At baseline, unassisted PEF and PCF were both lower in the RMW group relative to controls (both p<0.001) (table 1). LVR had no significant effect on unassisted PEF and PCF in either group at any time point following LVR (all p>0.05) (table 2). However, PEF_LVR was significantly higher than unassisted PEF at baseline in the RMW group (p<0.05), but not in controls (p=0.33) (figure 2).

Cardiovascular responses

During the plateau phase of the inflations, mean P_a decreased significantly by 10.4±2.8 mmHg and 17.3±3.0 mmHg relative to baseline in the RMW and controls groups, respectively (both p<0.05). The decrease in mean P_a was significantly greater in the control group than in the RMW group (p<0.05) (figure 3). During the expiration following each LVR manoeuvre, mean P_a returned to baseline in the RMW group (p=0.25), but increased relative to baseline in the controls (p<0.05). In the control group, heart rate was significantly increased relative to baseline during the plateau phase of the each LVR manoeuvre (p<0.05), but returned to baseline during the expiration phase (p=0.29). No significant changes in heart rate were observed during LVR in the RMW group (p=0.40).

Average mean arterial pressure (P_a) during lung volume recruitment (LVR) in (a) the respiratory muscle weakness (RMW) group and (b) the control group. Average heart rate during LVR in (c) the RMW group and (d) the control group. Data for each time point are presented as mean±sem. Baseline: 5 s prior to each LVR manoeuvre; LVR: the entire plateau phase of inflation; post: during the 5 s following each LVR manoeuvre. *: p<0.05 for RMW *versus* control subjects. ^#: p<0.05 relative to baseline.

Discussion

There are four main findings from the present study. First, LVR delivered to the maximum tolerated pressure (or 50 cmH₂O) with a prolonged breath-hold acutely increased C_rs in individuals with severe RMW. Second, the acute increase in C_rs was short-lived, with C_rs returning to baseline within 1 h following the intervention. Third, during LVR, PEF_LVR was increased due to passive increases in lung volume, but did not affect unassisted PCF and PEF thereafter. Fourth, the high inspiratory pressures associated with LVR reduced mean P_a during lung inflations. Collectively, our findings demonstrate the presence of an acute physiological benefit from LVR, but also indicate caution in those prone to hypotension.

Respiratory system compliance

It has been suggested that LVR may attenuate the decline in VC in disorders such as Duchenne muscular dystrophy by improving C_rs [15, 16]. We found that one session of LVR acutely increases C_rs by 39.5±9.8% above baseline in individuals with RMW; however, the improvement was transient as C_rs returned to baseline within 1 h (figure 1).

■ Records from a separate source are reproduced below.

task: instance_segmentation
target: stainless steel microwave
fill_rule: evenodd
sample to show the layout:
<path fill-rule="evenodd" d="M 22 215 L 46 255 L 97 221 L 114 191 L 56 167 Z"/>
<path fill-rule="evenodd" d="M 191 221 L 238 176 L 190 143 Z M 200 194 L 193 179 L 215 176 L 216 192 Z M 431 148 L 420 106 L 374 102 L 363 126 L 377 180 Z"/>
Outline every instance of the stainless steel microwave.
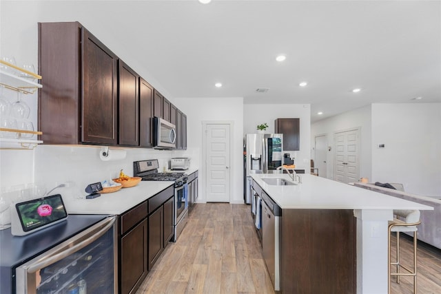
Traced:
<path fill-rule="evenodd" d="M 153 140 L 156 149 L 176 147 L 176 126 L 165 119 L 153 118 Z"/>

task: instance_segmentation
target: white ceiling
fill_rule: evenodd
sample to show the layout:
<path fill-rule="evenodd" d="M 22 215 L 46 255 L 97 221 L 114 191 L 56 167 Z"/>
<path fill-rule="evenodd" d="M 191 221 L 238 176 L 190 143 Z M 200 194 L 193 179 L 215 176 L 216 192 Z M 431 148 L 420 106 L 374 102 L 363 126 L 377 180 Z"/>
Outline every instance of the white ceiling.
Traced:
<path fill-rule="evenodd" d="M 372 103 L 441 102 L 440 1 L 94 2 L 134 67 L 174 98 L 310 103 L 313 122 Z"/>

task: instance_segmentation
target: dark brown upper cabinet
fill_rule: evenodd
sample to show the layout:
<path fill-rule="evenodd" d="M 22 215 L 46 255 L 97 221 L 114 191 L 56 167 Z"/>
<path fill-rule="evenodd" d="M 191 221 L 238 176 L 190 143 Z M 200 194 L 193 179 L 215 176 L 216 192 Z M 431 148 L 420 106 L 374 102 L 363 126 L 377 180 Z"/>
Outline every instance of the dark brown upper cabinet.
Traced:
<path fill-rule="evenodd" d="M 39 129 L 45 144 L 117 144 L 117 61 L 78 22 L 39 23 Z"/>
<path fill-rule="evenodd" d="M 153 87 L 139 78 L 139 145 L 153 146 Z"/>
<path fill-rule="evenodd" d="M 182 137 L 182 149 L 187 149 L 187 116 L 182 114 L 182 122 L 181 122 L 181 136 Z"/>
<path fill-rule="evenodd" d="M 163 118 L 163 96 L 156 89 L 154 91 L 153 115 Z"/>
<path fill-rule="evenodd" d="M 187 149 L 187 116 L 179 109 L 176 114 L 176 149 Z"/>
<path fill-rule="evenodd" d="M 139 146 L 139 76 L 121 59 L 119 65 L 119 144 Z"/>
<path fill-rule="evenodd" d="M 182 115 L 181 110 L 178 109 L 176 114 L 176 149 L 182 149 Z"/>
<path fill-rule="evenodd" d="M 300 150 L 300 118 L 277 118 L 276 134 L 283 134 L 283 151 Z"/>

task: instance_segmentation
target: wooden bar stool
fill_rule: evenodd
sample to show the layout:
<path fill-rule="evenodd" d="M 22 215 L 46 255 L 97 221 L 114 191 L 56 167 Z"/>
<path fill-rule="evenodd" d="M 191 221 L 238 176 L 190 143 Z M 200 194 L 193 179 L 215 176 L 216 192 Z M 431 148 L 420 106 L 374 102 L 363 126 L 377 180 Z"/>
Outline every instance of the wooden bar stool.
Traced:
<path fill-rule="evenodd" d="M 416 294 L 416 232 L 418 229 L 417 225 L 421 223 L 420 220 L 420 211 L 419 210 L 394 210 L 393 214 L 397 216 L 396 218 L 394 218 L 393 221 L 389 223 L 389 235 L 387 238 L 387 246 L 388 246 L 388 259 L 389 262 L 387 264 L 387 273 L 388 273 L 388 286 L 389 293 L 391 293 L 391 276 L 396 275 L 397 277 L 397 283 L 400 284 L 400 276 L 406 275 L 413 277 L 413 293 Z M 398 218 L 404 219 L 402 220 Z M 397 234 L 397 253 L 396 261 L 391 262 L 391 232 L 396 232 Z M 413 267 L 409 269 L 400 263 L 400 232 L 413 232 Z M 391 266 L 392 265 L 396 266 L 397 272 L 391 273 Z M 402 268 L 406 270 L 406 273 L 400 272 L 400 269 Z"/>

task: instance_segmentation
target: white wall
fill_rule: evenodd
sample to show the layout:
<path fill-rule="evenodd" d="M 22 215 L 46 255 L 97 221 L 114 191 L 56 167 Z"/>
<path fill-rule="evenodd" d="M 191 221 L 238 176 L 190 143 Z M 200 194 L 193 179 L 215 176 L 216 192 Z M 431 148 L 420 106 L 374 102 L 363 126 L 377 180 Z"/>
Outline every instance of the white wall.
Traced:
<path fill-rule="evenodd" d="M 360 127 L 360 177 L 371 179 L 371 106 L 358 108 L 340 115 L 320 120 L 311 126 L 311 146 L 314 148 L 317 135 L 326 134 L 328 146 L 331 146 L 327 155 L 327 177 L 334 179 L 334 134 L 335 132 Z M 314 150 L 311 156 L 314 158 Z"/>
<path fill-rule="evenodd" d="M 283 151 L 294 158 L 296 167 L 309 173 L 311 163 L 311 107 L 309 104 L 245 104 L 243 135 L 256 132 L 257 125 L 267 123 L 267 133 L 274 133 L 276 118 L 300 118 L 300 150 Z"/>
<path fill-rule="evenodd" d="M 372 180 L 441 196 L 440 126 L 441 103 L 373 104 Z"/>
<path fill-rule="evenodd" d="M 233 194 L 232 203 L 243 203 L 243 98 L 182 98 L 175 103 L 187 114 L 187 152 L 192 160 L 198 160 L 199 166 L 199 199 L 207 200 L 204 191 L 206 176 L 203 157 L 202 126 L 204 121 L 232 121 L 233 134 L 230 134 L 231 177 Z"/>

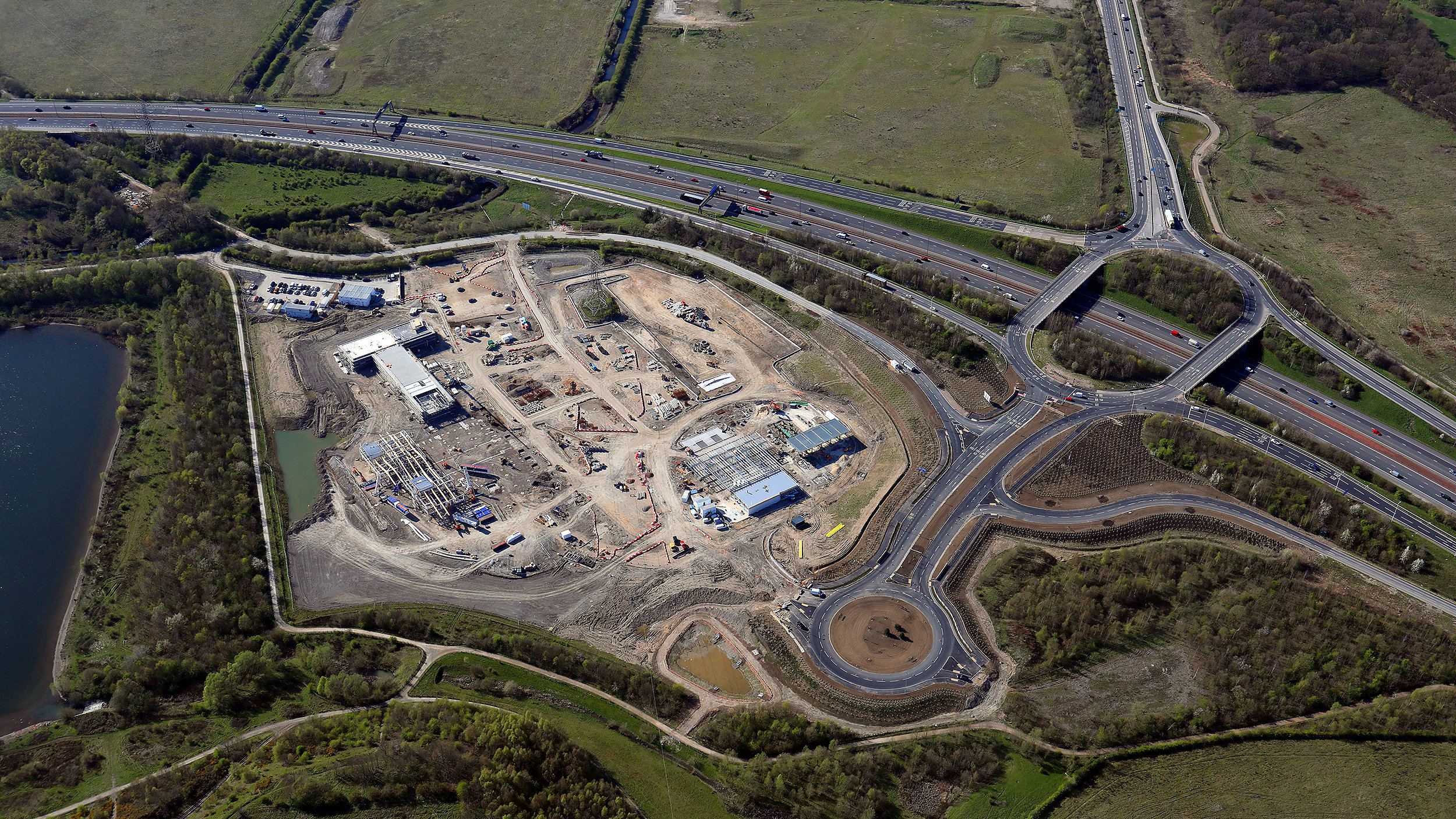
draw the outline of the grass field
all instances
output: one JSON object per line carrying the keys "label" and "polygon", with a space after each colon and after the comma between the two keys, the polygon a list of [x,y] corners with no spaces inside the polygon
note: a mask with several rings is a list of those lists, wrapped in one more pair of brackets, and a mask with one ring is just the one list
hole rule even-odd
{"label": "grass field", "polygon": [[237,217],[250,211],[389,198],[418,189],[416,185],[443,189],[434,182],[393,176],[226,162],[217,166],[198,198]]}
{"label": "grass field", "polygon": [[[606,130],[1037,216],[1095,213],[1101,159],[1073,147],[1091,137],[1041,42],[1056,20],[1013,20],[1003,36],[1025,10],[748,0],[744,12],[751,20],[724,29],[648,29]],[[983,54],[1000,71],[980,89]]]}
{"label": "grass field", "polygon": [[1412,3],[1411,0],[1401,0],[1401,4],[1409,9],[1417,19],[1430,26],[1436,39],[1441,41],[1446,47],[1446,54],[1450,54],[1452,60],[1456,60],[1456,20],[1450,17],[1437,17],[1430,12],[1423,12],[1420,4]]}
{"label": "grass field", "polygon": [[344,29],[331,103],[437,108],[545,124],[585,98],[610,0],[363,0]]}
{"label": "grass field", "polygon": [[[572,705],[584,708],[591,716],[540,700],[511,700],[482,691],[459,688],[448,682],[432,682],[437,670],[444,670],[447,678],[450,675],[469,676],[472,666],[482,666],[499,679],[511,679],[518,685],[561,697]],[[642,727],[641,720],[612,702],[600,697],[593,697],[578,688],[553,682],[549,678],[507,663],[496,663],[485,657],[467,654],[453,654],[441,659],[427,670],[422,683],[416,685],[411,694],[415,697],[453,697],[472,702],[486,702],[513,711],[530,711],[546,717],[552,724],[563,730],[572,742],[591,752],[601,767],[613,774],[622,790],[638,803],[649,819],[658,816],[732,818],[732,813],[724,809],[718,794],[703,784],[702,780],[642,743],[612,730],[606,724],[606,720],[612,720],[635,733]],[[692,751],[680,753],[680,756],[699,765],[703,765],[706,759]]]}
{"label": "grass field", "polygon": [[[1190,63],[1220,77],[1216,34],[1197,15],[1184,23]],[[1245,96],[1198,86],[1204,108],[1224,125],[1210,176],[1229,233],[1306,278],[1325,305],[1402,363],[1456,389],[1450,125],[1374,87]],[[1255,136],[1255,117],[1273,118],[1300,150]]]}
{"label": "grass field", "polygon": [[38,93],[221,95],[293,0],[0,3],[0,67]]}
{"label": "grass field", "polygon": [[1037,765],[1031,759],[1012,753],[1006,758],[1006,774],[996,783],[965,797],[946,812],[946,819],[999,819],[1003,816],[1026,816],[1045,802],[1066,775],[1053,767]]}
{"label": "grass field", "polygon": [[1054,819],[1450,816],[1456,745],[1273,740],[1112,762]]}

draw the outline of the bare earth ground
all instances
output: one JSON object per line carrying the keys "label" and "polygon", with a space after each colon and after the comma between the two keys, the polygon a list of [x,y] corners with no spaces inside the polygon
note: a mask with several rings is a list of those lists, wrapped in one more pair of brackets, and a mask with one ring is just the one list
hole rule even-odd
{"label": "bare earth ground", "polygon": [[[930,647],[930,624],[919,609],[894,597],[860,597],[839,611],[830,643],[846,663],[874,673],[916,667]],[[925,648],[922,648],[922,646]]]}
{"label": "bare earth ground", "polygon": [[[1120,497],[1144,494],[1149,491],[1147,487],[1206,485],[1206,481],[1175,469],[1147,452],[1143,446],[1144,418],[1146,415],[1121,415],[1092,424],[1077,436],[1077,440],[1057,452],[1054,461],[1041,465],[1016,500],[1025,504],[1045,503],[1045,506],[1085,509],[1077,506],[1077,501],[1089,495],[1096,503],[1108,503]],[[1176,487],[1172,491],[1188,490]]]}
{"label": "bare earth ground", "polygon": [[[700,606],[712,606],[734,634],[748,634],[745,606],[772,600],[792,589],[767,564],[764,535],[798,513],[817,522],[814,509],[818,507],[812,504],[833,503],[846,491],[869,482],[862,471],[875,469],[878,453],[891,442],[882,434],[884,427],[863,420],[856,402],[833,393],[807,396],[811,404],[791,412],[794,423],[823,418],[831,411],[863,439],[865,447],[843,453],[831,463],[789,459],[786,469],[810,493],[810,500],[763,517],[738,520],[728,532],[716,532],[693,520],[678,503],[683,475],[673,463],[683,453],[674,442],[711,426],[778,434],[776,440],[782,440],[780,428],[791,418],[775,414],[769,402],[796,401],[804,393],[795,391],[772,361],[788,354],[802,356],[795,350],[812,345],[812,341],[802,334],[788,338],[794,331],[786,325],[770,325],[764,315],[745,309],[712,283],[689,281],[641,265],[609,271],[623,277],[612,286],[628,313],[622,325],[585,331],[563,290],[571,281],[552,281],[553,277],[571,275],[572,265],[527,265],[514,246],[498,259],[483,252],[463,261],[467,274],[482,275],[448,281],[448,277],[460,274],[459,264],[441,264],[434,271],[419,270],[405,275],[408,293],[444,293],[447,297],[447,302],[419,302],[425,307],[419,318],[446,338],[424,361],[438,364],[437,376],[453,376],[467,383],[470,395],[480,402],[479,408],[470,408],[470,401],[462,393],[457,398],[464,410],[443,421],[428,426],[412,421],[399,399],[384,389],[380,376],[341,373],[329,357],[336,344],[408,321],[403,309],[333,310],[328,326],[296,322],[256,325],[261,357],[269,361],[271,373],[285,380],[297,372],[309,383],[316,404],[333,401],[335,393],[341,393],[358,407],[357,412],[363,417],[352,427],[352,437],[323,453],[332,487],[325,493],[319,513],[288,539],[290,579],[297,605],[310,611],[376,602],[478,608],[552,627],[558,634],[588,640],[633,662],[645,662],[660,648],[664,638],[660,624]],[[671,316],[661,305],[668,296],[706,306],[711,329]],[[505,305],[513,307],[507,310]],[[521,318],[531,322],[531,331],[520,328]],[[470,337],[464,332],[470,328],[486,328],[491,335]],[[786,329],[789,332],[783,332]],[[486,350],[483,341],[499,340],[505,331],[526,340],[518,347],[530,348],[529,360],[507,364],[511,344],[494,353]],[[587,344],[575,338],[584,332],[594,335],[590,345],[596,360],[587,357]],[[288,338],[297,334],[306,335],[306,341],[293,340],[285,347]],[[683,370],[671,370],[683,373],[683,380],[699,373],[731,372],[738,379],[734,386],[740,389],[728,398],[702,404],[689,401],[665,420],[652,414],[639,417],[642,396],[623,388],[622,382],[630,380],[635,386],[636,377],[644,376],[649,407],[657,395],[670,395],[681,383],[673,376],[668,376],[671,380],[661,380],[667,370],[645,370],[649,360],[645,344],[638,350],[641,370],[613,369],[610,361],[620,358],[616,344],[628,344],[629,337],[655,340],[658,344],[654,348],[660,347],[665,357],[684,364]],[[706,354],[693,353],[693,340],[711,342],[718,367],[703,363]],[[607,354],[601,353],[603,348]],[[826,377],[850,380],[830,363],[823,348],[811,347],[811,351],[820,357]],[[494,356],[499,356],[499,363],[489,363]],[[597,370],[590,369],[588,361]],[[687,375],[687,367],[693,376]],[[502,392],[515,372],[550,389],[552,395],[543,401],[547,405],[545,410],[527,412],[526,407]],[[504,376],[496,377],[498,373]],[[658,379],[658,386],[646,376]],[[566,393],[568,380],[579,388],[577,395]],[[280,392],[275,414],[293,407],[282,391],[274,392]],[[607,427],[610,421],[610,426],[620,424],[635,431],[577,433],[578,411],[574,405],[579,401],[587,401],[579,411],[582,423]],[[297,412],[297,408],[291,411]],[[428,520],[416,522],[415,526],[428,538],[425,541],[400,520],[397,510],[361,491],[354,469],[368,477],[371,466],[360,456],[360,443],[395,430],[409,431],[441,463],[489,465],[498,478],[491,482],[494,488],[486,491],[486,497],[498,520],[483,532],[464,533],[441,529]],[[561,446],[574,440],[571,436],[587,439],[593,458],[606,468],[585,472],[577,446]],[[642,453],[645,471],[636,468],[636,452]],[[613,487],[626,481],[632,484],[625,493]],[[620,548],[638,538],[654,519],[660,520],[660,529],[632,549]],[[565,529],[572,530],[574,541],[561,536]],[[513,532],[521,532],[523,541],[499,551],[492,548]],[[674,558],[665,546],[657,545],[671,542],[673,536],[681,538],[692,551]],[[654,548],[625,563],[630,551],[644,546]],[[457,549],[466,560],[453,560]],[[524,579],[511,576],[511,567],[527,564],[533,564],[534,570],[527,571]],[[753,650],[753,646],[744,644]],[[767,678],[763,679],[770,685]],[[764,694],[775,697],[776,691],[772,688]]]}
{"label": "bare earth ground", "polygon": [[1187,650],[1156,646],[1021,692],[1034,700],[1041,713],[1060,721],[1061,736],[1067,736],[1092,733],[1096,727],[1092,717],[1098,714],[1190,705],[1197,701],[1201,686]]}

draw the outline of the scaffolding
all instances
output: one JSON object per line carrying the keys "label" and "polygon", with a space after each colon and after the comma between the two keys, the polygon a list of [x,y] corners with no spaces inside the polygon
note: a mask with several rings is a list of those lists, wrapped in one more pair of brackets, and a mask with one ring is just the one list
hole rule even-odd
{"label": "scaffolding", "polygon": [[437,520],[448,520],[451,507],[460,495],[450,488],[450,481],[440,475],[430,458],[415,446],[409,433],[389,433],[373,444],[360,447],[360,453],[374,468],[380,490],[386,493],[408,493],[412,509]]}
{"label": "scaffolding", "polygon": [[729,493],[783,471],[779,456],[759,433],[702,449],[687,468],[711,488]]}

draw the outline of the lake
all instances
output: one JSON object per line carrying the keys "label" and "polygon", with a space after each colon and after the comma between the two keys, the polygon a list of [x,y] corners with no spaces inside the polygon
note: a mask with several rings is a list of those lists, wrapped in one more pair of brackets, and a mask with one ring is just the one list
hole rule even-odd
{"label": "lake", "polygon": [[79,326],[0,332],[0,733],[58,710],[55,640],[125,375],[125,351]]}

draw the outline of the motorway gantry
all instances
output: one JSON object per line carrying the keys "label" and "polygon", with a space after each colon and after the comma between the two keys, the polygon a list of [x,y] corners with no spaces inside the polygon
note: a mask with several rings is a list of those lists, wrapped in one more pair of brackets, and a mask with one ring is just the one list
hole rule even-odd
{"label": "motorway gantry", "polygon": [[[205,133],[237,138],[262,138],[262,130],[275,136],[266,138],[294,144],[317,143],[333,150],[355,150],[365,154],[390,156],[424,163],[451,165],[463,171],[492,172],[530,179],[537,184],[577,191],[596,198],[632,205],[657,205],[671,210],[670,203],[681,194],[703,195],[713,185],[721,187],[719,201],[753,204],[759,185],[772,185],[772,208],[763,208],[759,219],[780,230],[802,230],[821,239],[836,240],[843,233],[860,249],[894,261],[925,264],[938,274],[965,281],[984,290],[1006,293],[1019,313],[1010,325],[997,332],[980,322],[945,309],[920,294],[901,293],[920,309],[939,313],[943,321],[976,334],[996,348],[1025,382],[1019,399],[990,420],[968,418],[951,404],[943,392],[925,375],[914,373],[920,389],[941,418],[942,468],[927,478],[929,485],[913,495],[901,509],[893,510],[885,536],[865,568],[840,586],[826,589],[826,597],[804,597],[791,606],[789,631],[801,643],[823,673],[840,685],[875,694],[909,694],[935,683],[964,685],[990,662],[986,647],[960,621],[960,615],[941,587],[949,568],[960,560],[958,549],[974,539],[978,526],[994,519],[1042,525],[1080,525],[1152,507],[1179,506],[1207,513],[1235,516],[1248,526],[1273,536],[1302,544],[1318,554],[1337,560],[1395,590],[1406,593],[1440,611],[1456,615],[1456,605],[1430,590],[1372,565],[1354,555],[1329,546],[1302,529],[1262,514],[1251,507],[1227,500],[1194,494],[1144,494],[1091,510],[1048,510],[1018,503],[1008,490],[1012,468],[1038,446],[1070,430],[1083,428],[1102,418],[1130,412],[1166,412],[1200,423],[1211,430],[1233,436],[1273,458],[1357,497],[1412,529],[1425,539],[1456,552],[1456,539],[1428,520],[1412,514],[1340,469],[1321,462],[1310,453],[1273,439],[1230,415],[1191,405],[1184,395],[1203,382],[1211,380],[1235,398],[1296,426],[1312,437],[1337,446],[1372,469],[1399,472],[1412,494],[1443,507],[1456,509],[1443,495],[1456,495],[1456,465],[1441,453],[1401,434],[1383,430],[1369,417],[1344,404],[1321,402],[1303,385],[1242,360],[1245,345],[1257,337],[1268,318],[1278,319],[1302,342],[1319,350],[1325,358],[1360,377],[1367,388],[1380,392],[1399,407],[1434,428],[1456,436],[1456,423],[1404,388],[1385,379],[1363,361],[1350,356],[1291,315],[1271,296],[1259,275],[1242,261],[1207,245],[1187,224],[1171,224],[1165,210],[1185,214],[1182,188],[1172,153],[1162,137],[1158,117],[1163,114],[1200,115],[1179,106],[1169,106],[1150,96],[1152,83],[1143,83],[1142,52],[1134,45],[1131,26],[1137,15],[1124,0],[1099,0],[1101,16],[1108,32],[1108,55],[1117,101],[1123,118],[1123,140],[1127,153],[1127,173],[1134,187],[1133,211],[1125,232],[1066,233],[1041,226],[1021,224],[925,201],[901,200],[839,182],[799,176],[751,163],[725,162],[642,146],[597,144],[591,137],[540,131],[533,128],[462,122],[456,119],[418,119],[390,117],[376,119],[348,111],[304,111],[277,108],[255,111],[252,106],[157,102],[146,106],[137,102],[45,102],[3,101],[0,124],[50,133],[124,130],[131,133]],[[1124,20],[1123,17],[1130,17]],[[1124,31],[1124,28],[1127,31]],[[287,119],[284,119],[285,117]],[[33,119],[33,121],[32,121]],[[95,125],[93,125],[95,124]],[[610,154],[588,157],[585,150],[606,149]],[[470,159],[462,157],[469,153]],[[479,157],[479,159],[475,159]],[[585,159],[585,162],[582,162]],[[673,166],[690,166],[676,171]],[[715,178],[713,173],[722,175]],[[743,179],[753,182],[743,182]],[[815,204],[795,195],[795,189],[828,194],[865,205],[911,211],[984,230],[1053,239],[1083,248],[1083,254],[1060,275],[1048,280],[1029,268],[1000,259],[989,259],[965,248],[929,236],[906,232],[884,222]],[[1142,191],[1142,195],[1137,195]],[[719,205],[721,207],[721,205]],[[674,213],[680,219],[697,222],[716,230],[727,230],[775,249],[812,258],[850,275],[859,271],[843,262],[821,256],[776,239],[719,222],[695,211]],[[625,242],[671,246],[662,242],[619,236]],[[696,249],[674,248],[678,252],[705,255]],[[1109,258],[1137,249],[1195,255],[1226,271],[1243,290],[1243,312],[1216,338],[1194,347],[1184,338],[1171,335],[1171,326],[1156,318],[1137,313],[1112,302],[1089,297],[1082,291],[1086,280]],[[735,268],[734,273],[753,280],[785,299],[827,315],[839,326],[866,342],[885,358],[907,358],[891,342],[871,334],[820,305],[805,302],[745,268],[711,259]],[[1076,302],[1069,305],[1069,299]],[[1169,364],[1172,375],[1163,382],[1133,391],[1096,391],[1075,398],[1066,383],[1050,377],[1031,357],[1031,334],[1059,307],[1075,306],[1080,322],[1107,338],[1134,347],[1142,354]],[[1313,399],[1313,401],[1312,401]],[[1057,404],[1057,418],[1031,430],[1028,423],[1048,404]],[[996,461],[989,456],[996,453]],[[868,597],[885,597],[914,606],[927,621],[930,644],[919,647],[923,654],[909,669],[879,673],[855,665],[842,656],[830,640],[836,616],[844,606]]]}

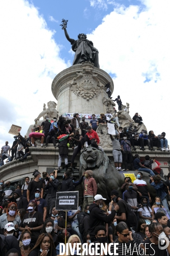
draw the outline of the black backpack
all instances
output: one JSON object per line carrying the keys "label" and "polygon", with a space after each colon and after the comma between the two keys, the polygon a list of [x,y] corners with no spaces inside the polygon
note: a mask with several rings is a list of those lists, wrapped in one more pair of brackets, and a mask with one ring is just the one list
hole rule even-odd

Approaches similar to LVR, such as intermittent positive pressure ventilation (IPPV) have previously been used in an attempt to acutely increase compliance in individuals with RWM. No effect was demonstrated with IPPV on C_rs, lung compliance and chest-wall compliance in a patient population similar to that in the present study [21, 22]. Conversely, others have reported that IPPV increases C_rs in patients with kyphoscoliosis [31], and increases lung compliance in patients with amyotrophic lateral sclerosis [17]. Several factors may explain the conflicting results. First, IPPV and LVR are similar in that they passively increase lung volume, but important differences must be considered. Unlike LVR, IPPV does not involve an inspiratory breath-hold, but rather increases inspiratory pressure over the course of a standard duty cycle. Breath-holds during manual hyperinflation for ventilated patients in the intensive care unit have been shown to increase C_rs [32]. In the current study, the breath-hold at peak inflation pressure lasted 6.42±0.60 s for individuals with RMW. Second, inflation pressures are variable within and between studies, in the range 18–40 cmH₂O [17, 21, 22, 31]. In the current study, the average inflation pressure delivered to those with RMW was 31.9±2.48 cmH₂O, which is higher than pressures used in previous studies [17, 21, 22, 31]. It is possible that acute increases in C_rs are only evident above a critical inflation pressure threshold. Lastly, in most cases the inflation volume delivered in previous studies has either been roughly equal to VC [21] or was not measured [17, 22, 31]. In the current study, the volume delivered was 192±27% of VC, thus ensuring that the structures of the respiratory system were stretched beyond their chronically limited range of motion. Thus, the LVR stimulus delivered in the current study was of sufficient magnitude to produce an acute increase in C_rs.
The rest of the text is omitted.